Uno de ellos es el de Pablo Martín Ismael, condenado en 2019, por homicidio culposo, a dos años de prisión en suspenso y 5 años de inhabilitación para la conducción de vehículos.
En el legajo de seguimiento de la pena accesoria a Ismael, se descubrió que durante el citado periodo el automovilista no solo cometió diversas infracciones de tránsito sino que -y lo más llamativo del caso-, el 29 de diciembre de 2022, se le renovó la licencia de conducir en las oficinas municipales mientras la citada inhabilitación aún estaba vigente.
Ismael, así como Crocetti, está siendo sometido a una nueva causa judicial por el incumplimiento detectado.
Si la Justicia, como se dijo, notifica regularmente a distintos organismos sobre este tipo de sanciones, algo falla en la cadena de control para permitir que el Ministerio de Transporte de la Nación otorgue las renovaciones de conducir a quienes, justamente, purgan una pena de inhabilitación para manejar automotores.

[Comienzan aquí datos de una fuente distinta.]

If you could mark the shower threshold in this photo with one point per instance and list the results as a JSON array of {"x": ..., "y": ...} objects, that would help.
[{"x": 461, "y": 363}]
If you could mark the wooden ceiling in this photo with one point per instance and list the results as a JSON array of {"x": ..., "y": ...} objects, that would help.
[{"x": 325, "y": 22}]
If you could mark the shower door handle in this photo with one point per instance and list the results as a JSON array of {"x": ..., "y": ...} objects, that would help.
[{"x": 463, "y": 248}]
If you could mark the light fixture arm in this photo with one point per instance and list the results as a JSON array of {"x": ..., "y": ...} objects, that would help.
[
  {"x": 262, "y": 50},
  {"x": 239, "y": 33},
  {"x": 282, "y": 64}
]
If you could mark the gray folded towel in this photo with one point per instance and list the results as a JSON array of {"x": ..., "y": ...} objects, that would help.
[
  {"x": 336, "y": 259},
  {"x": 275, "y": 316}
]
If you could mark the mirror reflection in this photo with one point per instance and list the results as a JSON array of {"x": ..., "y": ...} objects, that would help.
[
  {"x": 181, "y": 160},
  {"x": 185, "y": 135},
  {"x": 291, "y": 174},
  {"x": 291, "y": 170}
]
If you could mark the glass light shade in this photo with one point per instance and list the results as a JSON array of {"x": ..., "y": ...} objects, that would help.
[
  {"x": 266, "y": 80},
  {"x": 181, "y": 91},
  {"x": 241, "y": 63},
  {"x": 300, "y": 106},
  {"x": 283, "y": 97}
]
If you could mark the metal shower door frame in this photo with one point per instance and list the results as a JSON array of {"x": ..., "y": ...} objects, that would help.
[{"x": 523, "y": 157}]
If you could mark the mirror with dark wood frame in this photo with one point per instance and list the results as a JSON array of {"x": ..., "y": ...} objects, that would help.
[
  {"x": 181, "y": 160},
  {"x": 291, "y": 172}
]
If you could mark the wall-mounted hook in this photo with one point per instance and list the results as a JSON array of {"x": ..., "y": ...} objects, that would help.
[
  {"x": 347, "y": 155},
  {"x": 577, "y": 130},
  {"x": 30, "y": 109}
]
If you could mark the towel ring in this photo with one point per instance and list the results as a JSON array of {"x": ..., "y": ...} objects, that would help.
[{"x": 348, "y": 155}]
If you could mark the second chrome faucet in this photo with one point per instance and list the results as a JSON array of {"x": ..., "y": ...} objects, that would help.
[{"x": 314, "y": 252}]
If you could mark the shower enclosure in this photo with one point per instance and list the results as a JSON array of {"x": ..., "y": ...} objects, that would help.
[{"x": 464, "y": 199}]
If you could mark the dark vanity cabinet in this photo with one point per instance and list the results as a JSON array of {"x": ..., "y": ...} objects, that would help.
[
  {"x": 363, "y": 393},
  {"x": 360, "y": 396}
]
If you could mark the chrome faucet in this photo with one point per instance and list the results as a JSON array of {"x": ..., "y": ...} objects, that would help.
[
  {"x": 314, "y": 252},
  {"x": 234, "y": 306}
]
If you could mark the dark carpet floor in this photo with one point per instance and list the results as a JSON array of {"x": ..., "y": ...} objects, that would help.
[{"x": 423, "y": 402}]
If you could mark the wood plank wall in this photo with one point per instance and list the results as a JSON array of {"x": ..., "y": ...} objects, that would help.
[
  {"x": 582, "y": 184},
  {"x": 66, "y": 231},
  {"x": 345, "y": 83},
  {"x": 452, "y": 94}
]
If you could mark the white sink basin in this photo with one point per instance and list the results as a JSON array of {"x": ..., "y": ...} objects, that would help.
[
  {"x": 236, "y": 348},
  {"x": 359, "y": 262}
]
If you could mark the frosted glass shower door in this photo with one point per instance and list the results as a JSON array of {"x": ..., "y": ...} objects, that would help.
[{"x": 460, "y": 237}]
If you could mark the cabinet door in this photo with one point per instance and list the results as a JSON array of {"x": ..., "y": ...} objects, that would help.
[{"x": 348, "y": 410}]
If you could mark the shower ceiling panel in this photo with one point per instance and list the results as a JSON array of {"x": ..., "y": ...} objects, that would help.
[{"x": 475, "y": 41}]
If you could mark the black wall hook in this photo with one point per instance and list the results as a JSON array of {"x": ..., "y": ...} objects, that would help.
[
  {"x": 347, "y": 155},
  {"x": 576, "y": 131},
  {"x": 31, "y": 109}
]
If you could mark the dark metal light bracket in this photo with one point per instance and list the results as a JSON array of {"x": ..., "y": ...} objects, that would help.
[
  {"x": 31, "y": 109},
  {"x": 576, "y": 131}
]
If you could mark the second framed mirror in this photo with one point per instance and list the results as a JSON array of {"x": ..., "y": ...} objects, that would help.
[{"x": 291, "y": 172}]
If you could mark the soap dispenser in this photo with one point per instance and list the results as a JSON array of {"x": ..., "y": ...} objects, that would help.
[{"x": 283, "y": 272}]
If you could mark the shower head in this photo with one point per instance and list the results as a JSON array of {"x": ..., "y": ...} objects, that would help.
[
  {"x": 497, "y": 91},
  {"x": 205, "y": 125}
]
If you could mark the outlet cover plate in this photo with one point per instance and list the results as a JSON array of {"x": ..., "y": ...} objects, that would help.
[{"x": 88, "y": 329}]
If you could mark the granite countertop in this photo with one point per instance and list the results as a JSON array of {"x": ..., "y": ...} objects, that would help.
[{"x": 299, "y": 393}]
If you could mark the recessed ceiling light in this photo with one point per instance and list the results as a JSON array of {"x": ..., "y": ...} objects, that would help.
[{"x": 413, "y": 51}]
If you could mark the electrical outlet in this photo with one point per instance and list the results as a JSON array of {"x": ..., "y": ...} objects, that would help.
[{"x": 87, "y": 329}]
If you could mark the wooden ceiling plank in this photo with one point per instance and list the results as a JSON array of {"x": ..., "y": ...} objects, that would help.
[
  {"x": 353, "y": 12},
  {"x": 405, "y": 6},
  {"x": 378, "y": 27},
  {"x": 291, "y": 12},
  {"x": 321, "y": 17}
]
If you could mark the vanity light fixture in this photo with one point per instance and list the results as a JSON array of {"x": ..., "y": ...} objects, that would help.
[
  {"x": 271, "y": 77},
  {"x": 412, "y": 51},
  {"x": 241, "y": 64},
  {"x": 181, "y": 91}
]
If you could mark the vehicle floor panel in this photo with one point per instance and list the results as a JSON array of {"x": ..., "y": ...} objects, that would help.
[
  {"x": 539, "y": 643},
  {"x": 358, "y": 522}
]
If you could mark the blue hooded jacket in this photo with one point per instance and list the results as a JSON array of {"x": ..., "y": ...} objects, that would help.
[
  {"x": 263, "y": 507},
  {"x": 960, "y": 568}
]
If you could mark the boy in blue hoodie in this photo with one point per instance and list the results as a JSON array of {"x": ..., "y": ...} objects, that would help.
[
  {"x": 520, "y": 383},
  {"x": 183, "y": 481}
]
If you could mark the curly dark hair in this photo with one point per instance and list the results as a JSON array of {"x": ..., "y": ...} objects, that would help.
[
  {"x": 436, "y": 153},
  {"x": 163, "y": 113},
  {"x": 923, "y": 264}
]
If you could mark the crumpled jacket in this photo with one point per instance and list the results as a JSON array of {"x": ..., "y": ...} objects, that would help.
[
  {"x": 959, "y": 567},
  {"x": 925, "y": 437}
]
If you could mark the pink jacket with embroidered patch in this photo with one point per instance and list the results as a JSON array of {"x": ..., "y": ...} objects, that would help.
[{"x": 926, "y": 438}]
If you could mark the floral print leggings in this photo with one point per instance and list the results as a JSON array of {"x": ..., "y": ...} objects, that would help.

"Eso es grave, porque alguien renueva el carnet estando inhabilitado para conducir. Evidentemente hay una falla en ese tramo", comentó otra fuente tribunalicia.
Contoles de tránsito
¿Y qué pasa en los controles de tránsito? Desde la Policía de nuestra ciudad se informó que la sanción de impedimento para conducir debe verificarse a través del sistema informático que se utiliza, por caso, para detectar a las personas que tienen pedido de captura y/o averiguación de paradero.
Sin embargo, no es sencillo de individualizar por otros factores.
"La persona que está inhabilitada y sigue conduciendo, si se la detiene en un operativo de tránsito, seguramente no tendrá la licencia, con lo cual el vehículo se puede retener por esa infracción. El problema surge si a esa persona le permitieron renovar la licencia y aparece 'en regla'", explicó una autoridad.
Retención de licencia
Control. Algunos juzgados de nuestra ciudad que analizan en juicio distintos hechos de tránsito comenzaron a retener la licencia de conducir al momento de dictar sentencia por delitos culposos, con inhabilitación para manejar para los que son considerados autores penalmente responsables del delito.
Reaseguro. Esa medida, si bien puede actuar como un reaseguro, solo llegaría a ser efectiva en la medida que el infractor condenado no se arriesgue a manejar sin licencia o la pueda renovar, tal como ha sucedido.
Casi 300. En Bahía Blanca y la región que compone su departamento judicial hay, en la actualidad, 284 personas con inhabilitación dictada por la Justicia, la mayoría para conducir. Son 133 que están a disposición del Juzgado de Ejecución Penal Nº 1 y 151, del Juzgado de Ejecución Penal Nº 2.